The Repulse Bay (影灣園) is a residential building and commercial arcade, located at 109 Repulse Bay Road in the Repulse Bay area of Hong Kong. It is owned by The Hongkong and Shanghai Hotels, Limited (HSH) and operated by Peninsula Properties, a subsidiary of HSH.

==History==
The Repulse Bay occupies the site of the former colonial-style Repulse Bay Hotel (1920–1982), which was featured in the 1978 film Coming Home. The writer Eileen Chang arranged the leading male and female characters to meet here in her novel Love in a Fallen City.

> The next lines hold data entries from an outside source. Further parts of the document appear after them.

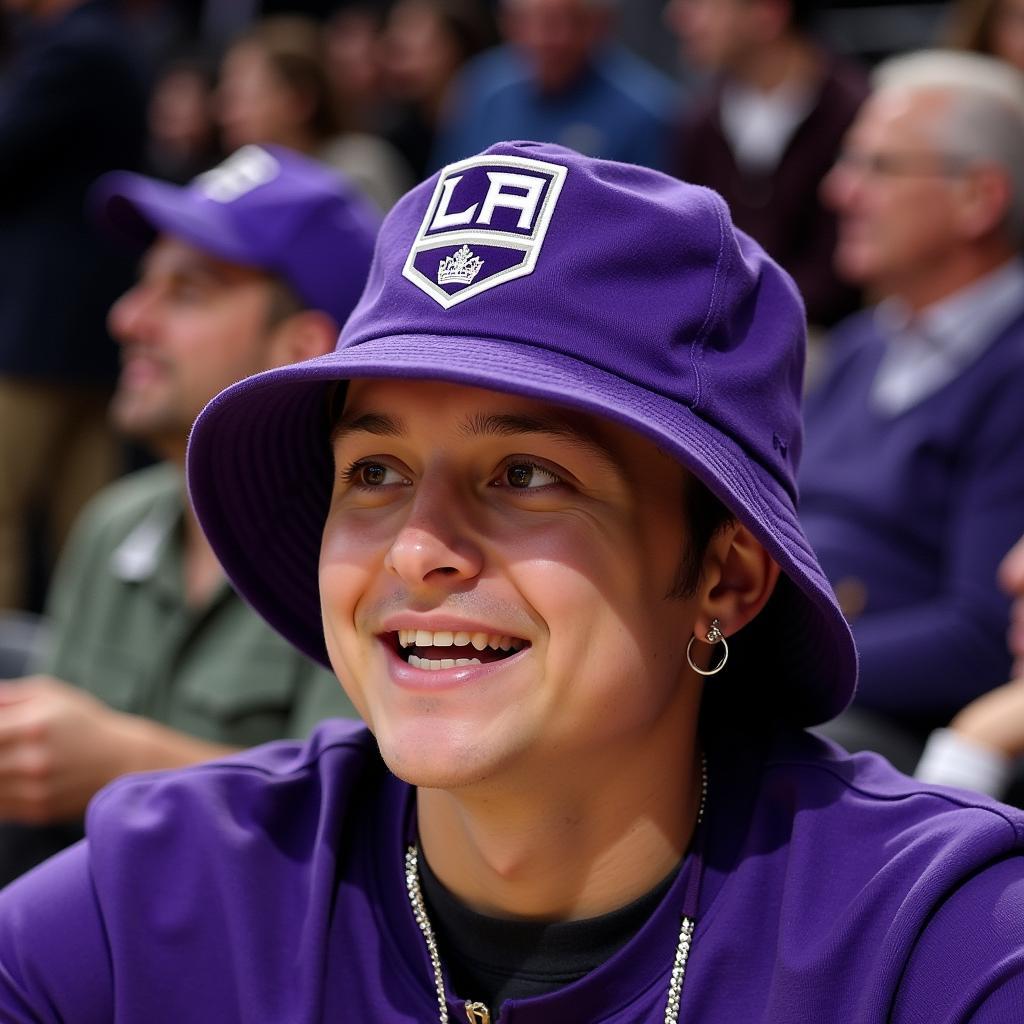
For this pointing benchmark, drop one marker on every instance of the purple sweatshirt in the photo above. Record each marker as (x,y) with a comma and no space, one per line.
(268,889)
(919,508)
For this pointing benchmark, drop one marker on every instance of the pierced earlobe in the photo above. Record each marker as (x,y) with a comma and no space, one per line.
(713,636)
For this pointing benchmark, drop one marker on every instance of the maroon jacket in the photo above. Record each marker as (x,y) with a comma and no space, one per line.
(781,208)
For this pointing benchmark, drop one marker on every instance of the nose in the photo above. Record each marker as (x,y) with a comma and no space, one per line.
(129,318)
(1012,570)
(839,187)
(435,547)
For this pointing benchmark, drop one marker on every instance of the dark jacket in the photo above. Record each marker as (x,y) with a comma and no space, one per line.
(72,107)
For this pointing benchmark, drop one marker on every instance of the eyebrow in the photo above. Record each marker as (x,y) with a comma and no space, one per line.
(368,423)
(489,425)
(515,424)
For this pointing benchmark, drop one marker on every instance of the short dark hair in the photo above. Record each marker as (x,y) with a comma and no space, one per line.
(704,515)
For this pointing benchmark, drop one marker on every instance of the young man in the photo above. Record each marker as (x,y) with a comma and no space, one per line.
(502,535)
(911,480)
(155,662)
(767,130)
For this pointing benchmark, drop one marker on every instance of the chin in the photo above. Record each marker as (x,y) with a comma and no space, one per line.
(438,758)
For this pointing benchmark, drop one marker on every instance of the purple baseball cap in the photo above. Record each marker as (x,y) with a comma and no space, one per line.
(264,207)
(603,287)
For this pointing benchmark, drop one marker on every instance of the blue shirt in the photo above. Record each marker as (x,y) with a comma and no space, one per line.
(269,888)
(910,511)
(621,109)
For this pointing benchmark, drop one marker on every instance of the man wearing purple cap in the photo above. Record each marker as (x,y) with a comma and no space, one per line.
(541,491)
(155,660)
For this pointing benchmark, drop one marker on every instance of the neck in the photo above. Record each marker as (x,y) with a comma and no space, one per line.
(599,840)
(937,282)
(788,60)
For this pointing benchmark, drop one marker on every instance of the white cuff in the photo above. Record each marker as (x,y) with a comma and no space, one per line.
(948,759)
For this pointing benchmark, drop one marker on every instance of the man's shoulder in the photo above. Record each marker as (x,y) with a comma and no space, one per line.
(867,781)
(863,880)
(119,506)
(493,73)
(237,809)
(886,828)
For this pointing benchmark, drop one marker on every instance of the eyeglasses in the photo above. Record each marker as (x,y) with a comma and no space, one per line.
(893,165)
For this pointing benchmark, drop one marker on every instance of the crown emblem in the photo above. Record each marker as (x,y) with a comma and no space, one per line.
(459,268)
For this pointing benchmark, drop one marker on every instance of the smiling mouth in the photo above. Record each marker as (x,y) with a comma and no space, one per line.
(433,650)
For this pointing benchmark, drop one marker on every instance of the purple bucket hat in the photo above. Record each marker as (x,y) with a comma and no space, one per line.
(264,207)
(608,288)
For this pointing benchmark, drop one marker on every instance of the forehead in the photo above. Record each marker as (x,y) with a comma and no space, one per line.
(900,118)
(435,412)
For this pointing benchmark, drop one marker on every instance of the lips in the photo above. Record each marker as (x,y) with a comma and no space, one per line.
(436,649)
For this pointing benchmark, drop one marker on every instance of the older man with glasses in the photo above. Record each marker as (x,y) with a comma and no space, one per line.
(912,487)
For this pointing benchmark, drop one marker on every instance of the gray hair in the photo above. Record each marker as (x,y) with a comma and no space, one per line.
(985,119)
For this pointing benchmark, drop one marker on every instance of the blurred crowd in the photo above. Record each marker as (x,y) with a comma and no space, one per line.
(891,194)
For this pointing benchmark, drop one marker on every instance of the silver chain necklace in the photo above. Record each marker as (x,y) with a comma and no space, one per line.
(420,911)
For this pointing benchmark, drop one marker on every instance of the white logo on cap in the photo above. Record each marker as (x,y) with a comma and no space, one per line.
(502,207)
(245,170)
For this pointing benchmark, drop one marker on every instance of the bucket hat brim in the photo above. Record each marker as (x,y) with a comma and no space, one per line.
(260,476)
(137,208)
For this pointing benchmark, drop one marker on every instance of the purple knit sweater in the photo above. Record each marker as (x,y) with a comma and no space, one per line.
(915,511)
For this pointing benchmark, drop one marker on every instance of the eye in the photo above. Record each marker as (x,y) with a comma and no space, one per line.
(373,474)
(527,476)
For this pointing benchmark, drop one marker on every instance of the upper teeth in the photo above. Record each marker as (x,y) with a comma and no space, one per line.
(446,638)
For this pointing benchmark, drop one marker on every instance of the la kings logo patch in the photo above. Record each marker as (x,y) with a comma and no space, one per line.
(484,225)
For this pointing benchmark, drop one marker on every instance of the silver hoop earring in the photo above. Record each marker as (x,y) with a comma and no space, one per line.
(713,636)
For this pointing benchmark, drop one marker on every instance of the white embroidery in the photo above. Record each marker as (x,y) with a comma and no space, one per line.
(460,268)
(529,187)
(245,170)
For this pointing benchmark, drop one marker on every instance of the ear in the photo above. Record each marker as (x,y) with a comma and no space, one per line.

The hotel was renowned for its British architectural style and was owned by Hongkong and Shanghai Hotels group of the Kadoorie family. During World War II it was used as a stronghold and a hospital by the Japanese forces.

Royalty and celebrities who found refuge at the hotel include writers George Bernard Shaw and Noël Coward. Actor Marlon Brando was a guest in the 1950s. Spain's Crown Prince Juan Carlos and Crown Princess Sofia spent their honeymoon there while other royal guests included Prince Axel of Denmark and Prince Peter of Greece.

The Repulse Bay Hotel was demolished in 1982 for redevelopment of the site. A replica of the original lobby building of the hotel was built on the site in 1986. A sequence in Ang Lee's 2007 film of Eileen Chang's novel Lust, Caution was filmed in the restaurant.

==Features==
The present building is 37 floors high at its tallest. It comprises four towers, with the size of apartments ranging from 91 to 545 m^{2}. The four towers are named "Taggart", "Hartson", "Nicholson", and "De Ricou", after persons associated with the original Hotel. De Ricou tower is LEED certified and comprises 15 serviced apartments and was fully refurbished in 2012–2013.

The building is known for its square "hole", purportedly added for feng shui purposes. It received a silver medal at the 1989 Hong Kong Institute of Architects Annual Awards.

The Repulse Bay has two restaurants: The Verandah and Spices.